Esperando encontrar rescoldos del espíritu de Van Gogh en el pueblo de St. Remy de Provence visité el sanatorio de St. Paul Mausole donde el pintor estuvo internado un año a raíz del día cuando se cortó la oreja. Aquí pintó “La Noche Estrellada”, tal vez su obra más famosa. Se ha hablado mucho de la locura de Van Gogh y su supuesto suicidio. Personalmente pienso que más que loco él era un hombre con una exacerbada necesidad de afecto, exageradamente neurótico y encontraba un anormal refugio pintando sus frenéticos cuadros, de los cuales en diez años realizó más de mil. La hipótesis de su suicidio también se me hace dudosa. Un hombre que piensa suicidarse, creo, no sale al campo con su caballete, lienzos y pinturas para pegarse un tiro y menos en el estómago. Los suicidas se disparan en la cabeza, pienso. Antes de abandonar St. Remy y La Provence, visité el impresionante restaurant de L´Oustau de la Beaumaniere, un sitio con impecable servicio, con impecables mesas y vajillas y los platillos más sublimes que haya yo probado en la vida.

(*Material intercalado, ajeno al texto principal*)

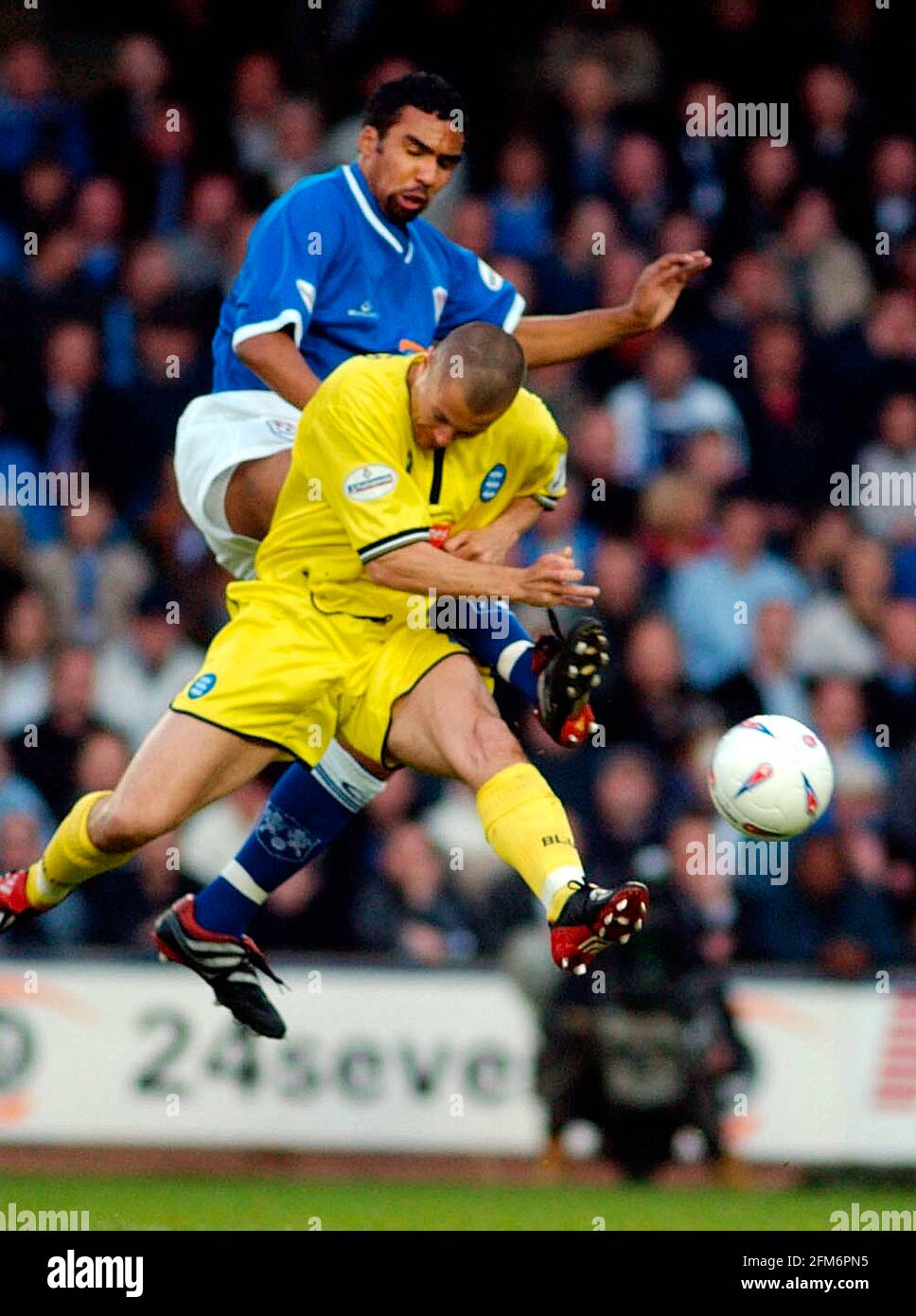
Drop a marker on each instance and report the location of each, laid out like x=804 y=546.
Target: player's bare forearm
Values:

Mi última escala en aquel recorrido por el sur de Francia fue en Langedoc. Pernocté en Carcasona. Sus duendes, fantasmas y lánguidas doncellas habían desaparecido asustados por la impúdica cantidad de turistas veraniegos. Me imagino que los muertos temen a los vivos de la misma forma que los vivos temen a los muertos. La mañana siguiente me levanté temprano a caminar un rato entre las piedras encantadas de Carcasona sin gente. Apenas comenzaron a llegar grupos de visitantes hui hacia Albi, la última escala de mi viaje, donde había yo estado un par de años antes. Anhelaba revisitar la Catedral de Santa Cecilia, sus bóvedas azules, el mural del Juicio Final y la afiligranada cancelería del coro. Después crucé la calle y entré al Palacio de la Berbie, sede del museo Toulouse Lautrec.

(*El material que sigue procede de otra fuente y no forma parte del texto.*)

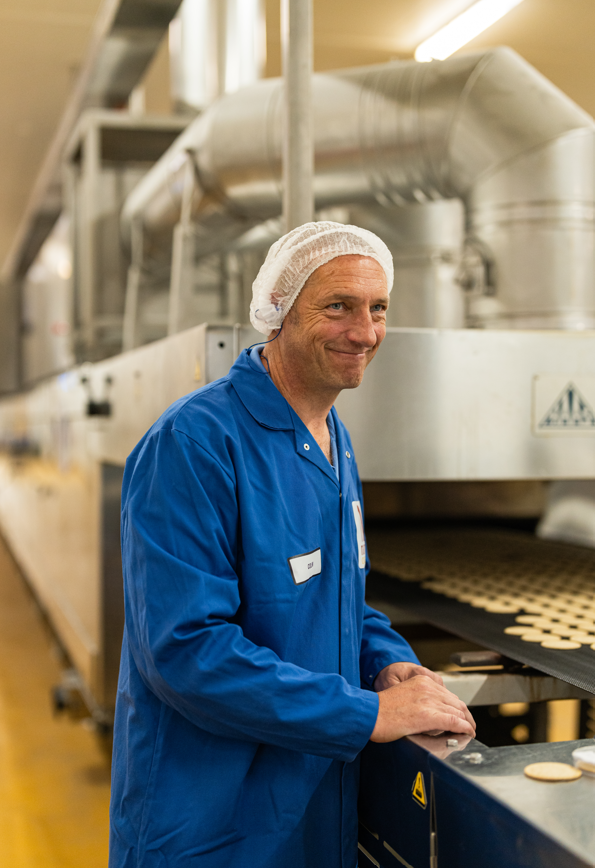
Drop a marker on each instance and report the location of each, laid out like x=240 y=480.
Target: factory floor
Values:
x=54 y=777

Los padres de Toulouse Lautrec eran primos hermanos y la consanguineidad de la pareja causó un problema óseo en el muchacho que, aunado a un accidente, impidió el crecimiento normal de las piernas del joven. Desde niño manifestó una pasión por el dibujo, actividad en la que se refugió como protección de las burlas y rechazos con que otros jóvenes y chicas de las familias nobles le aguijoneaban por su deformidad. Con el tiempo, Henri Toulouse Lautrec se dedicó de lleno a la pintura. A los 17 años   se trasladó a París donde siguió con sus estudios de dibujo y pintura. Al igual que Degas, a quien admiraba, su obra retrata solo interiores, especialmente la vida de los cabarets y burdeles. Algún tiempo, durante su estancia en París, Toulouse Lautrec vivió en un cuarto de uno de estos prostíbulos sintiéndose cobijado por la calidez grosera de las rameras, el ajenjo y otros seres marginados. Murió muy joven y dejo un legado de cientos de obras maestras entre pinturas, carteles, dibujos de una maestría excepcional. Su estilo era abocetado, con pincelazos rápidos y precisos, capaces de sugerir el movimiento de los modelos. Lo más extraordinario de Lautrec es la despiadada penetración para explorar y representar, con irreverencia y casi con crueldad, la realidad caricaturesca que los seres humanos pretendemos ocultar a toda costa bajo las poses y el atuendo.